Plaintiffs filed suit for injunctive and declaratory relief, challenging the alleged practice of the San Mateo County Sheriff and other county officials in monitoring and recording conversations of persons detained in county jail awaiting trial. The complaint alleged, inter alia, that the monitoring was not undertaken for security purposes, but rather was utilized primarily to gather evidence for use in criminal trials. The trial court sustained a demurrer without leave to amend to several counts of the complaint, and we granted a hearing to consider whether the alleged monitoring practices exceed the authority of the applicable public officials.

We probe here a very narrow question: may county jail officials monitor ostensibly private conversations between pretrial detainees 1 and their visitors for the purpose of discovering evidence for use in criminal trials, rather than for the purpose of institutional security or public protection? We explain that by enactment of Penal Code sections 2600 and 2601, the Legislature established a policy that prisoners retain the rights of free persons, including the right of privacy, except to the extent that restrictions are necessary to insure the security of the prison and the protection of the public. Although these statutes speak of persons confined in state prison, detainees in local jails as a matter of logical and constitutional necessity enjoy at least equal rights. Since the allegations of the complaint raise issues of fact as to whether the county monitors conversations for the permissible purpose of safeguarding institutional security and protecting the public, or for the impermissible purpose of gathering evidence for use against the detainees, those allegations state a cause of action under sections 2600 and 2601. We therefore issue a peremptory writ to direct the trial court to overrule defendants' demurrer.

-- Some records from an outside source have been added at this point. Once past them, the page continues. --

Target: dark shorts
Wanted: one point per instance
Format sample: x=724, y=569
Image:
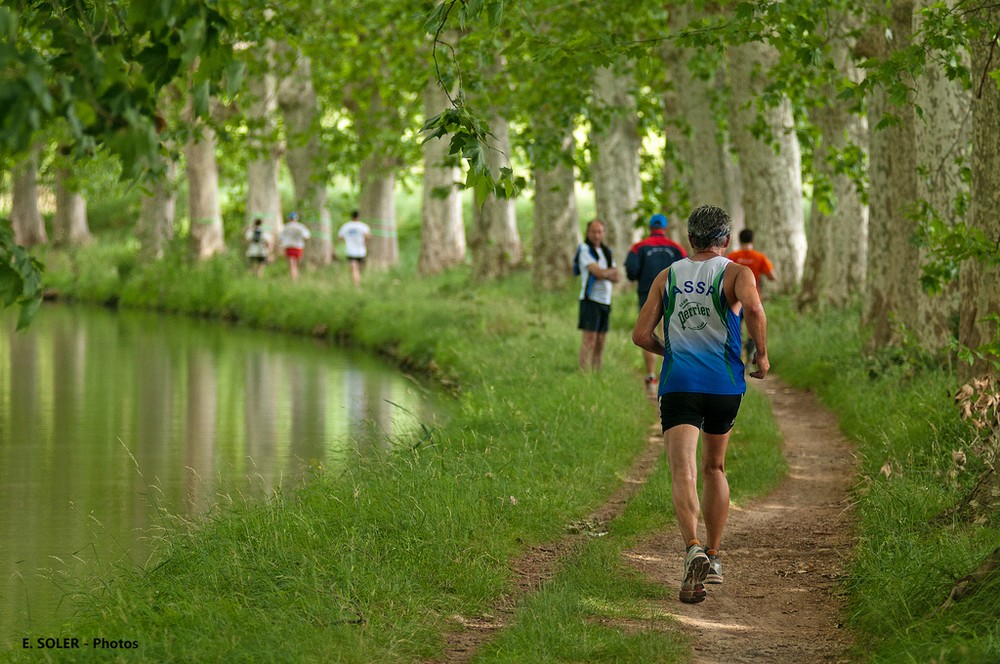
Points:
x=642, y=299
x=594, y=316
x=712, y=413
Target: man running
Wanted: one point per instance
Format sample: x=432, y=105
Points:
x=699, y=300
x=645, y=260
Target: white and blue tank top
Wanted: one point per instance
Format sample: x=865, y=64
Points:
x=701, y=334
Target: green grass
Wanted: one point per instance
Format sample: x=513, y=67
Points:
x=898, y=407
x=371, y=562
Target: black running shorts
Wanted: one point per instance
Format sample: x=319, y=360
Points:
x=594, y=316
x=712, y=413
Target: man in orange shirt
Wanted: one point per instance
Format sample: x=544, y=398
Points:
x=758, y=263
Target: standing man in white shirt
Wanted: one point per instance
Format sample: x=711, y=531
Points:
x=598, y=274
x=293, y=240
x=355, y=235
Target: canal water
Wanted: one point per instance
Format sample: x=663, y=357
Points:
x=111, y=422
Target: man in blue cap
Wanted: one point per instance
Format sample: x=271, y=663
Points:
x=645, y=260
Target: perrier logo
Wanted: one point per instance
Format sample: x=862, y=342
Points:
x=693, y=315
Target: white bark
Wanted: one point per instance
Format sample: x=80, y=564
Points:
x=377, y=207
x=835, y=261
x=155, y=228
x=942, y=143
x=772, y=180
x=893, y=267
x=980, y=282
x=70, y=223
x=557, y=228
x=496, y=243
x=29, y=227
x=704, y=162
x=204, y=210
x=617, y=187
x=300, y=108
x=263, y=197
x=442, y=231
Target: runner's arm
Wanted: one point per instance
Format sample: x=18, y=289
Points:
x=745, y=288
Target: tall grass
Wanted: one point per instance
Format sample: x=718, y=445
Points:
x=898, y=407
x=370, y=562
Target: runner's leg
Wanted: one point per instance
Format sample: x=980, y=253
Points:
x=682, y=448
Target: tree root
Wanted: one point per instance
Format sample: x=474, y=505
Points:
x=970, y=584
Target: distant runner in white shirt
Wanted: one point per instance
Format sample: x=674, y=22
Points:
x=355, y=235
x=293, y=238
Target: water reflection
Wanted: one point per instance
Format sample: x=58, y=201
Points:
x=107, y=418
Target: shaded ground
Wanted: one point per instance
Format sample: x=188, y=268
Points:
x=783, y=555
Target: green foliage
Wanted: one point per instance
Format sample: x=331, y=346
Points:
x=98, y=66
x=908, y=434
x=470, y=141
x=20, y=277
x=371, y=561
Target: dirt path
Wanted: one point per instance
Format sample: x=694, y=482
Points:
x=783, y=555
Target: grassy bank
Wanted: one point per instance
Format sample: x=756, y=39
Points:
x=373, y=563
x=898, y=406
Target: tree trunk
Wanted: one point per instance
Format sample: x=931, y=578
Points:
x=496, y=243
x=835, y=260
x=617, y=187
x=70, y=223
x=442, y=231
x=893, y=271
x=263, y=197
x=980, y=281
x=155, y=228
x=557, y=227
x=300, y=108
x=29, y=227
x=942, y=143
x=772, y=180
x=377, y=206
x=203, y=195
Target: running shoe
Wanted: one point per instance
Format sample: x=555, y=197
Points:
x=714, y=569
x=696, y=566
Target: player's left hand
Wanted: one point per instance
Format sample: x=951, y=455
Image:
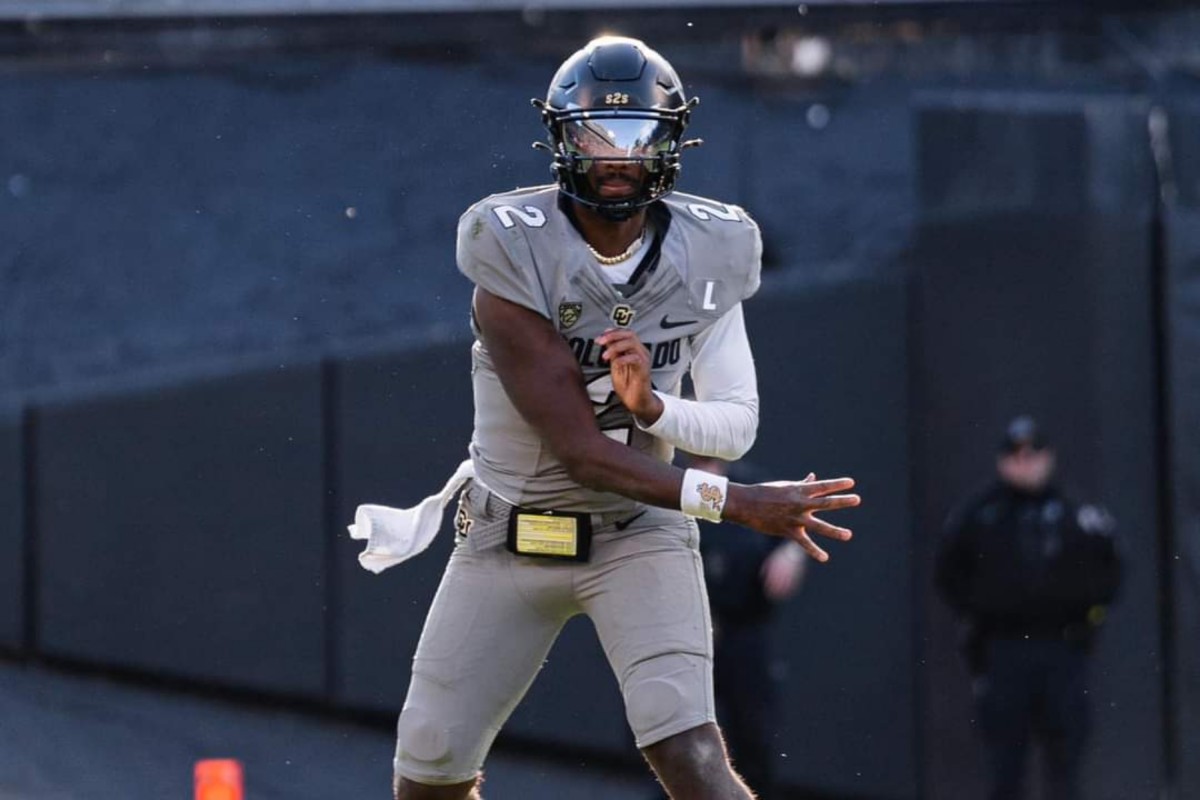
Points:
x=630, y=364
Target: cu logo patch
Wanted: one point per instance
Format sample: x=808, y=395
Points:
x=462, y=523
x=622, y=316
x=569, y=313
x=712, y=495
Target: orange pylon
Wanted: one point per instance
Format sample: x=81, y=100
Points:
x=219, y=779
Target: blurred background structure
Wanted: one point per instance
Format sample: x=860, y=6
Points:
x=229, y=313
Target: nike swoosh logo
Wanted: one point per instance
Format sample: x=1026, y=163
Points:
x=669, y=324
x=623, y=525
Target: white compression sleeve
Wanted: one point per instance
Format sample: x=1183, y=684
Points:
x=724, y=417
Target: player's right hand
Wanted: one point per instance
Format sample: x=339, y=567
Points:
x=789, y=509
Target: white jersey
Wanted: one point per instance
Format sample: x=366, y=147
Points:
x=522, y=247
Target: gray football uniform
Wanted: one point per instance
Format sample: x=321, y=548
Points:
x=497, y=614
x=521, y=247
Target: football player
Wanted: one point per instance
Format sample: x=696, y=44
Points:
x=594, y=296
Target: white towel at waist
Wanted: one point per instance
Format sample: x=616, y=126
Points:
x=395, y=535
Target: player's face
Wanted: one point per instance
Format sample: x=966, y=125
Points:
x=617, y=154
x=1029, y=468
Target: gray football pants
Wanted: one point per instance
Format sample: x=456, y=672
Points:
x=496, y=615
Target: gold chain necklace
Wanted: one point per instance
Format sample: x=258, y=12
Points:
x=609, y=260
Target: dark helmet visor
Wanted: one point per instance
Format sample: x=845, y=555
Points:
x=619, y=138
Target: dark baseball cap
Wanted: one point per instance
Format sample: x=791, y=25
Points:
x=1023, y=432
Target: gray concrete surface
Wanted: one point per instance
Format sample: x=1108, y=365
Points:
x=78, y=737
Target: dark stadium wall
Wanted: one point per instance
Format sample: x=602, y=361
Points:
x=184, y=220
x=1181, y=431
x=12, y=530
x=1033, y=293
x=833, y=373
x=181, y=530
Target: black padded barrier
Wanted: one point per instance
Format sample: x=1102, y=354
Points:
x=1032, y=292
x=181, y=530
x=1182, y=331
x=832, y=364
x=12, y=530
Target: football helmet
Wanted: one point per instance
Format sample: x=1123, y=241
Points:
x=618, y=102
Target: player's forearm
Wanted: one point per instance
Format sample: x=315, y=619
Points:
x=605, y=465
x=719, y=428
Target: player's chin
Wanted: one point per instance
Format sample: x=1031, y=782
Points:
x=617, y=191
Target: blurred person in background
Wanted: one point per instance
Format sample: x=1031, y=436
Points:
x=748, y=577
x=594, y=298
x=1031, y=575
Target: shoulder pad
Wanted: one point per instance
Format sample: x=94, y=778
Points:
x=492, y=246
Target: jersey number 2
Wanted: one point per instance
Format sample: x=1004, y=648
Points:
x=531, y=215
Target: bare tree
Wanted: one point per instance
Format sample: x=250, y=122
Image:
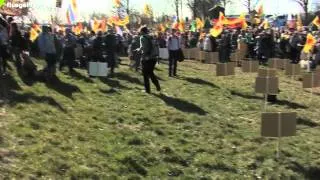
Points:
x=304, y=5
x=225, y=2
x=201, y=8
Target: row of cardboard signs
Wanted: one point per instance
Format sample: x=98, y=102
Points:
x=274, y=124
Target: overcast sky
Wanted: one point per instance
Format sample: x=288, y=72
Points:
x=45, y=7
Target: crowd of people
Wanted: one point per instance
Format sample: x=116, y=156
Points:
x=58, y=47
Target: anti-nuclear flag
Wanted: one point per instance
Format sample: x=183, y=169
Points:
x=147, y=10
x=117, y=3
x=310, y=43
x=181, y=25
x=316, y=22
x=199, y=23
x=33, y=34
x=299, y=23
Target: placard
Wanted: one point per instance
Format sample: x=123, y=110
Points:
x=277, y=63
x=194, y=52
x=267, y=72
x=278, y=124
x=201, y=56
x=211, y=57
x=250, y=66
x=164, y=53
x=98, y=69
x=293, y=69
x=311, y=80
x=267, y=85
x=226, y=69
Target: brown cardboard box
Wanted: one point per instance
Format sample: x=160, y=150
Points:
x=271, y=122
x=277, y=63
x=267, y=85
x=201, y=56
x=225, y=69
x=250, y=66
x=311, y=80
x=214, y=57
x=267, y=72
x=194, y=52
x=293, y=69
x=211, y=57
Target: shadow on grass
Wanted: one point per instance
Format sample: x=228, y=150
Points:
x=182, y=105
x=63, y=88
x=9, y=88
x=109, y=91
x=307, y=122
x=308, y=172
x=126, y=77
x=291, y=105
x=79, y=76
x=26, y=98
x=200, y=82
x=113, y=83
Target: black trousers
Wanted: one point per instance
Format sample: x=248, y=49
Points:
x=69, y=58
x=148, y=73
x=173, y=62
x=3, y=58
x=51, y=60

Plaintiffs--three taxpayers, a detainee, and an attorney for several detainees--filed an individual and class action to challenge the surveillance practices in the San Mateo County jail. The trial court sustained defendants' demurrers, without leave to amend, as to the first, second, tenth, eleventh, and twelfth causes of action. Plaintiffs filed the present petition for mandate to overturn the trial court's order.

We begin our analysis by summarizing the allegations of the disputed causes of action. The first cause of action alleges that a detainee's only means of oral communication with a visitor is through a special telephone intercom system installed in visiting areas where the parties are separated by a sound-proof glass panel. The system was "designed and installed in such a manner that conversations could be monitored and recorded without alerting or revealing to plaintiff pretrial detainees and pretrial visitors that their conversations are being monitored and recorded." A guard is stationed on the detainee's side of the panel at a "discreet distance." "The size and arrangement of the visiting facilities, the distance of the guards from the pretrial detainees and their visitors, and the design and use of the telephone communications system combine to deceive plaintiff pretrial detainees and plaintiff visitors by creating the illusion and reasonable expectation of privacy as to their conversations with each other. They are thus encouraged to, and do discuss the most intimate and private aspects of their lives and feelings."

The jail telephone systems are wired into a central monitor. "An unseen deputy sheriff ... sits at this master keyboard and is able to, and does surreptitiously monitor [and record] conversations between plaintiff pretrial detainees and plaintiff visitors." No regulations are in effect to govern the monitoring and recording of conversations or the use of those recordings.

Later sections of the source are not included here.